Step 4: Your Protocol Is Built
Once your physician has everything they need — your health assessment, any necessary lab work — they build your personalized protocol. This includes:
- Which peptide(s) you'll take
- The dosage and frequency
- How to administer it (most are subcutaneous injections — a small needle in the belly fat, similar to what diabetics use for insulin)
- Expected timeline — when you should start noticing effects and when to follow up
- What to watch for — normal initial side effects vs signs that something needs attention
Your physician will explain all of this clearly. If you have questions — about the injection process, about side effects, about alternatives — this is the time to ask. Good physicians welcome questions. They'd rather you understand your treatment than just nod along.
Step 5: Your Medication Ships (2–4 Days)
Your prescription goes to a licensed US pharmacy. They compound it according to USP standards in a certified clean room. It gets tested for purity, potency, and sterility. Then it ships directly to your door.
What arrives:
- Your medication (typically a vial or pre-filled syringe)
- Injection supplies (syringes, alcohol swabs) if applicable
- Clear instructions on storage, reconstitution (if needed), and administration
Most peptides need refrigeration. Your package will come with appropriate cold packaging to keep it stable during transit.
Step 6: Starting Treatment
Your first injection can feel intimidating if you've never self-injected before. That's normal. Here's what most patients report:
- The needle is small — much smaller than what you see at a blood draw. 30- or 31-gauge, about half an inch long.
- Most people feel a tiny pinch or nothing at all.
- It takes about 30 seconds once you get the hang of it.
- After the second or third time, it feels routine.
Your care team is available by message if you need guidance. Video instructions are provided. And if you really can't handle needles, ask your physician about oral or nasal alternatives — some peptides have non-injectable formulations.
Step 7: What Happens After
You're not on your own once treatment starts. Here's the ongoing relationship:
- Check-ins: Your care team follows up regularly — typically at 2 weeks, then monthly. They'll ask how you're responding, any side effects, whether you're seeing changes.
- Dosage adjustments: Your starting dose is often conservative. Based on how you respond, your physician may increase, decrease, or modify your protocol. This is normal medicine — the first prescription isn't always the final one.
- Lab monitoring: Follow-up labs may be ordered at 6–12 weeks to track changes and ensure safety.
- Messaging access: Have a question at 9 PM on a Tuesday? Send a message. Your care team responds, usually within hours during business days.
The Full Timeline
From start to medication in hand: about a week. Sometimes faster. If labs are needed first, add a few days for lab processing.
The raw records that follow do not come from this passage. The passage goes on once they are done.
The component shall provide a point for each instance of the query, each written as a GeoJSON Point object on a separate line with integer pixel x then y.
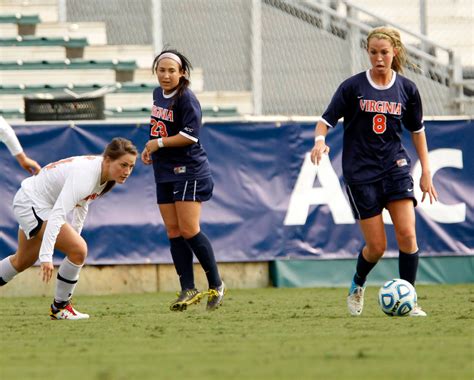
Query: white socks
{"type": "Point", "coordinates": [68, 275]}
{"type": "Point", "coordinates": [7, 272]}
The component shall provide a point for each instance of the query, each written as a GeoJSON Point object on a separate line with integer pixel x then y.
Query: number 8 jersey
{"type": "Point", "coordinates": [373, 119]}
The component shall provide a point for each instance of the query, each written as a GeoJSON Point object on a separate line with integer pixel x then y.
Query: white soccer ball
{"type": "Point", "coordinates": [397, 297]}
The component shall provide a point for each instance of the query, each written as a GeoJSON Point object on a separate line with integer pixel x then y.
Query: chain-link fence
{"type": "Point", "coordinates": [305, 50]}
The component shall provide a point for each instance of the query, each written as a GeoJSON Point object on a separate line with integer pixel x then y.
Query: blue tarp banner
{"type": "Point", "coordinates": [269, 201]}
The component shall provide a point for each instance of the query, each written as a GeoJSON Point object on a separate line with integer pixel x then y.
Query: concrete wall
{"type": "Point", "coordinates": [121, 279]}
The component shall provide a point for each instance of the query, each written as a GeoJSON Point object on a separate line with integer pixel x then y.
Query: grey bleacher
{"type": "Point", "coordinates": [47, 10]}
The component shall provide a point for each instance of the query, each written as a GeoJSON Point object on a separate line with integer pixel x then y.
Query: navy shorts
{"type": "Point", "coordinates": [198, 190]}
{"type": "Point", "coordinates": [368, 200]}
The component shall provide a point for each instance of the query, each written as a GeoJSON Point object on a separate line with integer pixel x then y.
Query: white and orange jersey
{"type": "Point", "coordinates": [8, 137]}
{"type": "Point", "coordinates": [59, 188]}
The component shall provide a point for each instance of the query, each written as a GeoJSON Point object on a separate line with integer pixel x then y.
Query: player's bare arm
{"type": "Point", "coordinates": [426, 181]}
{"type": "Point", "coordinates": [320, 146]}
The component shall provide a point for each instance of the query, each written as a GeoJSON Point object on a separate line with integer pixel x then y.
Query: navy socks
{"type": "Point", "coordinates": [202, 248]}
{"type": "Point", "coordinates": [183, 262]}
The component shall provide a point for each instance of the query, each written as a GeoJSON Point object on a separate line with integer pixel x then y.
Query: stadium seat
{"type": "Point", "coordinates": [74, 46]}
{"type": "Point", "coordinates": [26, 23]}
{"type": "Point", "coordinates": [124, 70]}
What If You're Not a Candidate?
It happens. And it's okay. Common reasons a physician might not prescribe peptide therapy:
- A medical condition that makes certain peptides unsafe (like personal or family history of medullary thyroid cancer for GLP-1s)
- Medications that could interact with the peptide
- Pregnancy or plans to become pregnant
- A condition that's better addressed by a different treatment entirely
If you're not approved, you won't be charged for medication. Your physician may suggest alternatives or recommend following up with your primary care doctor. Nobody's going to prescribe something that isn't right for you just to make a sale. That's the whole point of physician oversight.